After that run-in, Pak finally began putting his life together. He was making it through probation, complying with curfew and community-service requirements and taking anger-management courses. He got a job to help pay for court costs and restitution, and only missed two random drug screens, which his probation officer said were minimal violations. He'd gotten his GED and was even taking classes at Metropolitan State College with hopes of getting into the real-estate business.

Then in August, a letter came in the mail.

Pak was ordered to report to Immigration and Customs Enforcement for a green-card interview. His two knife incidents had resulted in felony-menacing charges, which constitute "crimes of moral turpitude." Two such crimes render someone deportable, even if he is in this country legally. Pak expected trouble, even though his family and friends told him not to worry. "You've been here so long," they said. "They're not going to deport you."

They were wrong. Pak was detained and ordered deported.

He hired an attorney, Jim Salvator, who argued for cancellation of Pak's removal order. A threat-assessment professional evaluated Pak and assured the judge that he would not be a risk to society if his deportation order was withdrawn. But the judge said he wasn't convinced that Pak wouldn't again act impulsively. "Accordingly, for these reasons, the application is denied, and he will be removed to South Korea," the judge ruled.
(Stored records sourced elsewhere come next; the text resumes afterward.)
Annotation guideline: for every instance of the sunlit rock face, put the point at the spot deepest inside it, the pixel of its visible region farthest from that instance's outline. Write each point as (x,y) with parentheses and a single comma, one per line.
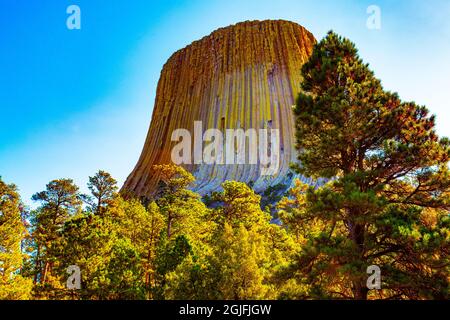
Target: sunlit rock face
(243,76)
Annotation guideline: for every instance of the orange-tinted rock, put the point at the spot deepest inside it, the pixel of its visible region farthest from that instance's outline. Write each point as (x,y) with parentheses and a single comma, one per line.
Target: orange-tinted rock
(242,76)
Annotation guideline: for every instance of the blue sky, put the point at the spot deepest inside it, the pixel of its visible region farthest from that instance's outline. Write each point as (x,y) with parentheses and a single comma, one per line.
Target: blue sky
(76,101)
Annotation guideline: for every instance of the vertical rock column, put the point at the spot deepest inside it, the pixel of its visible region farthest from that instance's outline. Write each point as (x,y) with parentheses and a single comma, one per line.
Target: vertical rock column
(242,76)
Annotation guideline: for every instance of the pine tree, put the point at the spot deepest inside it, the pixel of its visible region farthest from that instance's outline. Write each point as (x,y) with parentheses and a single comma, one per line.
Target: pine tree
(60,201)
(389,175)
(103,188)
(12,232)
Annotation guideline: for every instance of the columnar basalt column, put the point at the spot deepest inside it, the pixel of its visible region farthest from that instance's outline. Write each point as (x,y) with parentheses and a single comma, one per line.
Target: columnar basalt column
(242,76)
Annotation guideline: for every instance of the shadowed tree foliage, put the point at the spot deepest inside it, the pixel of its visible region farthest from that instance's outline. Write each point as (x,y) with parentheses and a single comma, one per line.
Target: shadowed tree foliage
(13,285)
(388,198)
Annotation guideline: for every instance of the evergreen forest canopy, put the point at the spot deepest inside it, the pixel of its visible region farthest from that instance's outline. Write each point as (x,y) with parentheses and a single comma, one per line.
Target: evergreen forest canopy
(386,203)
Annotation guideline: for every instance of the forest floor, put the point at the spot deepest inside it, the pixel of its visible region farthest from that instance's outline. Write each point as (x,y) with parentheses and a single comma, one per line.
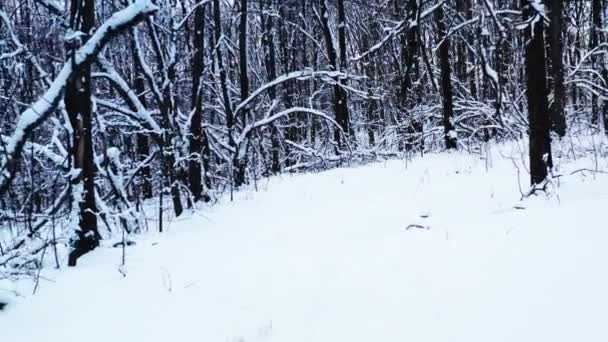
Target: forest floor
(439,248)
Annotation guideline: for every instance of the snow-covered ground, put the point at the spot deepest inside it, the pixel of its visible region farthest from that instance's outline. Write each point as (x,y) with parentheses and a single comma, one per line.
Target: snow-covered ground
(333,257)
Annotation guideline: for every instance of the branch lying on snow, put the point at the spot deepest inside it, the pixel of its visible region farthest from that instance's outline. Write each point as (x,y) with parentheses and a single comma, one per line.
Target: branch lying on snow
(39,111)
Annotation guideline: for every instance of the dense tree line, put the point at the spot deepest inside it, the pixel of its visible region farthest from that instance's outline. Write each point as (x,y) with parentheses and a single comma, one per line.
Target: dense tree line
(110,107)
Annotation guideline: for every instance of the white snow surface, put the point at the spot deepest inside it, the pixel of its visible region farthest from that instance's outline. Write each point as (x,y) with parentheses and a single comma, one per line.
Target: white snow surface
(329,257)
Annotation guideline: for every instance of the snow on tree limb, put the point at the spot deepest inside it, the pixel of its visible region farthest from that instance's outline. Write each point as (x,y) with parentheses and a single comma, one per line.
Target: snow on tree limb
(395,31)
(304,74)
(39,111)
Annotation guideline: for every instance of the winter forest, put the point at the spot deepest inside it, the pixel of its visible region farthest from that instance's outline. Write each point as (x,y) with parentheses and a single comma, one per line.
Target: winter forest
(123,122)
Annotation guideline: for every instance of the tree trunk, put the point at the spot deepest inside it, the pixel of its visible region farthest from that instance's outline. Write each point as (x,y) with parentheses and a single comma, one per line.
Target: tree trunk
(198,165)
(446,84)
(340,98)
(536,92)
(557,67)
(271,70)
(79,108)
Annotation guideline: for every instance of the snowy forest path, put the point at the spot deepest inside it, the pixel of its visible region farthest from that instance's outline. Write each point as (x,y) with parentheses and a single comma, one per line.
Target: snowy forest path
(430,250)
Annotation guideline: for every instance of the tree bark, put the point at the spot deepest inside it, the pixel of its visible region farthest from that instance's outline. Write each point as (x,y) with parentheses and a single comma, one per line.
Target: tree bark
(446,83)
(79,108)
(536,92)
(198,165)
(558,119)
(340,98)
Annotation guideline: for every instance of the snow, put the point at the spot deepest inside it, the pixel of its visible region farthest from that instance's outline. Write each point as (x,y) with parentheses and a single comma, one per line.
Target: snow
(340,256)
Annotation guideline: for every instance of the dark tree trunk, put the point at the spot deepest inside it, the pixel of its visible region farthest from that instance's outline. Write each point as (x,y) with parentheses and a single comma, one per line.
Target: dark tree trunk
(536,92)
(198,165)
(79,108)
(595,41)
(142,139)
(240,161)
(446,84)
(217,21)
(340,98)
(271,70)
(557,67)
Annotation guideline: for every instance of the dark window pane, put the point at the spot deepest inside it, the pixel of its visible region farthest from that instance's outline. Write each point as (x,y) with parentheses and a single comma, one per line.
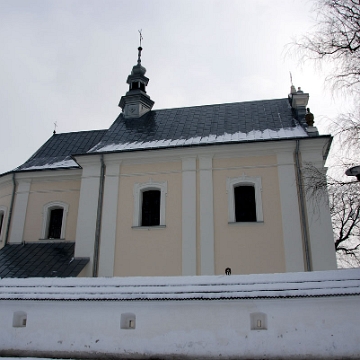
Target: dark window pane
(150,214)
(1,221)
(55,223)
(245,205)
(134,85)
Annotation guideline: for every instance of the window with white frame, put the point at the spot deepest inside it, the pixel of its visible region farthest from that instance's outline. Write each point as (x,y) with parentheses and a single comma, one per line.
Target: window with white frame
(149,204)
(54,220)
(244,199)
(2,221)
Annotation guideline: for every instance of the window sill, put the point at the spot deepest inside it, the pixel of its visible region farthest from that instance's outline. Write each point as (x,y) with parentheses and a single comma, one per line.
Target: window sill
(245,222)
(149,227)
(52,240)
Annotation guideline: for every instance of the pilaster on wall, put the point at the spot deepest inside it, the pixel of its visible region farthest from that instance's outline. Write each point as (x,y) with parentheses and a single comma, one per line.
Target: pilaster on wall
(88,205)
(19,214)
(206,216)
(322,248)
(109,216)
(189,216)
(292,235)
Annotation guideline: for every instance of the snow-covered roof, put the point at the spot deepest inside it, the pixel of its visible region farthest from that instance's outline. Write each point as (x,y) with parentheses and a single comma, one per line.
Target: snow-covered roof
(203,125)
(264,286)
(231,123)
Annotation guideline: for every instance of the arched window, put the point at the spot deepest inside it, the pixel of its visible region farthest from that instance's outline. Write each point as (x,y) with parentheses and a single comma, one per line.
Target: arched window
(149,204)
(2,221)
(244,199)
(245,204)
(150,208)
(54,220)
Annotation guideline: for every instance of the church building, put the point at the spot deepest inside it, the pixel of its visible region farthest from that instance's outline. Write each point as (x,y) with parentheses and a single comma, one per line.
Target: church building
(199,190)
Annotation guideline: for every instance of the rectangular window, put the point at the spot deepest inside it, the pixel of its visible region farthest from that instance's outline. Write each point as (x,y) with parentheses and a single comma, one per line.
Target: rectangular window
(150,212)
(1,221)
(245,204)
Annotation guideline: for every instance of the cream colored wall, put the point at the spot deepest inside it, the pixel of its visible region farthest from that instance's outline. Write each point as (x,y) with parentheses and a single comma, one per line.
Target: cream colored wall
(157,251)
(45,191)
(6,189)
(249,247)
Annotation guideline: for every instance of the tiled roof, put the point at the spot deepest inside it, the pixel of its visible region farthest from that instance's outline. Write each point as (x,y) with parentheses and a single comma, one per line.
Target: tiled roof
(191,126)
(40,260)
(201,125)
(56,152)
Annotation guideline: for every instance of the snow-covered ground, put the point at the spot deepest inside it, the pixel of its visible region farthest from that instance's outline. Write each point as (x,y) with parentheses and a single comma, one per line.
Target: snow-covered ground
(303,315)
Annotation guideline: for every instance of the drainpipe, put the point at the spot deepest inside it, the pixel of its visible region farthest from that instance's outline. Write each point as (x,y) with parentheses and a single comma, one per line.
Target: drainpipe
(98,218)
(304,227)
(10,210)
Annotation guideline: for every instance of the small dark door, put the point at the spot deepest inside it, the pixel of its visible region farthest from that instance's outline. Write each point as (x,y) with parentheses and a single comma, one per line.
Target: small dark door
(55,223)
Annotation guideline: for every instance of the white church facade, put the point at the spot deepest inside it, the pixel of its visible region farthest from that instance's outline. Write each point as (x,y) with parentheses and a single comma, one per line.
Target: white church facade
(185,191)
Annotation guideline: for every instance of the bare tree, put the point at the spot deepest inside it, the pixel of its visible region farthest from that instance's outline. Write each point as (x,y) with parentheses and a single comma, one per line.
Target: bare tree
(345,211)
(344,203)
(335,40)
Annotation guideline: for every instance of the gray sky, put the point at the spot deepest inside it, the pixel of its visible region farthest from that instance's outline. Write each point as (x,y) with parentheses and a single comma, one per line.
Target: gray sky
(67,61)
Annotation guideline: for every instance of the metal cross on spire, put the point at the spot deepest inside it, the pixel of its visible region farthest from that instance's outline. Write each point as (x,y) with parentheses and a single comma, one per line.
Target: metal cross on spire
(140,48)
(141,37)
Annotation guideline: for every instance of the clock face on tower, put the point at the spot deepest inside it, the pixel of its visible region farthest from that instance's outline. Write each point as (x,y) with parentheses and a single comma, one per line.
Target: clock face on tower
(132,109)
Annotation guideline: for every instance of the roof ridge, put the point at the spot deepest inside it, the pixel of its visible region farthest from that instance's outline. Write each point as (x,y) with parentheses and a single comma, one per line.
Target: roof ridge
(218,104)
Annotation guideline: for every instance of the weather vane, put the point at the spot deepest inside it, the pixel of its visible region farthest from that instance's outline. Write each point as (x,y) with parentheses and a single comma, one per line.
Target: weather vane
(141,37)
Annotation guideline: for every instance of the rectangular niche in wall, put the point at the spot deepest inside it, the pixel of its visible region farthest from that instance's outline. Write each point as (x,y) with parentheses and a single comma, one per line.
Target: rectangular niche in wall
(258,321)
(128,321)
(19,319)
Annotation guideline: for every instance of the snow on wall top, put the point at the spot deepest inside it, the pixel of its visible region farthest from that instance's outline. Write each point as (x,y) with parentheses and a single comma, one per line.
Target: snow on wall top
(314,284)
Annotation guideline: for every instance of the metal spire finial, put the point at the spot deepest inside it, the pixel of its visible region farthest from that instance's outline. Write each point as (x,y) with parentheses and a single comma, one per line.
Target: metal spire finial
(140,48)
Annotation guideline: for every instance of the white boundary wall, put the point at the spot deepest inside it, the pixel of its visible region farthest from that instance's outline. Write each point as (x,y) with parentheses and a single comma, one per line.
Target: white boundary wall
(305,315)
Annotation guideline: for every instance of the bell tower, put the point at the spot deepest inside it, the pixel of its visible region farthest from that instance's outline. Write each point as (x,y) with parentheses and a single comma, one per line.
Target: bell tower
(136,102)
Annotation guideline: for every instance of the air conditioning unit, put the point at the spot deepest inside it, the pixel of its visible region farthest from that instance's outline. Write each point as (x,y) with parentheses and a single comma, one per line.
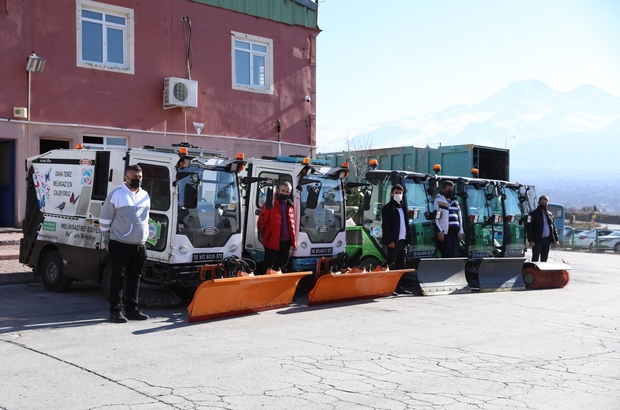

As he read the order, tears streamed down Pak's mother's face and his sister cried hysterically.

Salvator, a former investigator for the district attorney's office, thinks he might be able to get Pak's guilty plea withdrawn in the case involving his girlfriend. If that ploy is successful, Pak would become non-deportable, because there would be only one crime of moral turpitude on his record. But Pak's not sure he wants to wait three months to find out. He has lost hope and is growing anxious to get free -- even if he'll be freed in South Korea, a place he has few memories of besides eating corn dogs and catching dragonflies in the countryside. Still, he thinks he'd enjoy meeting big-city women there.

"It's like, where's the suffering? The suffering's with my other clients," Salvator says. "It's his life if he wants to go back to Korea. What do I know? I'm not the one sitting in jail."

The three months Pak has spent in the detention center have been much easier than the nearly six months he spent in county jails, he says, but he still hates the monotony of life without freedom. Inside, guards call him 2788, and he feels like he's nothing more than a number in this country.

"I've seen grown men cry a lot," he says.

Many of the illegal immigrants detained alongside him are short-timers, Mexicans who within days will be sent away from their jobs and families. In the fiscal year that ended October 1, the United States removed more than 157,000 "criminal and illegal aliens." It was a record year for the government, which had deported only 1,978 people in 1986, when Congress mandated that aliens who were deemed illegal and criminal now be considered the greatest threat to society. When the Aurora facility opened a year later, it had beds for 150 people. Officials hope to double its current capacity, to 750, within the next three years.

"These motherfuckers," Pak says. "I don't have no respect for them because, yeah, it's their job, but what is their job? To hold people like fucking animals? I don't have no respect for that, never have. If this country doesn't want me here, screw it."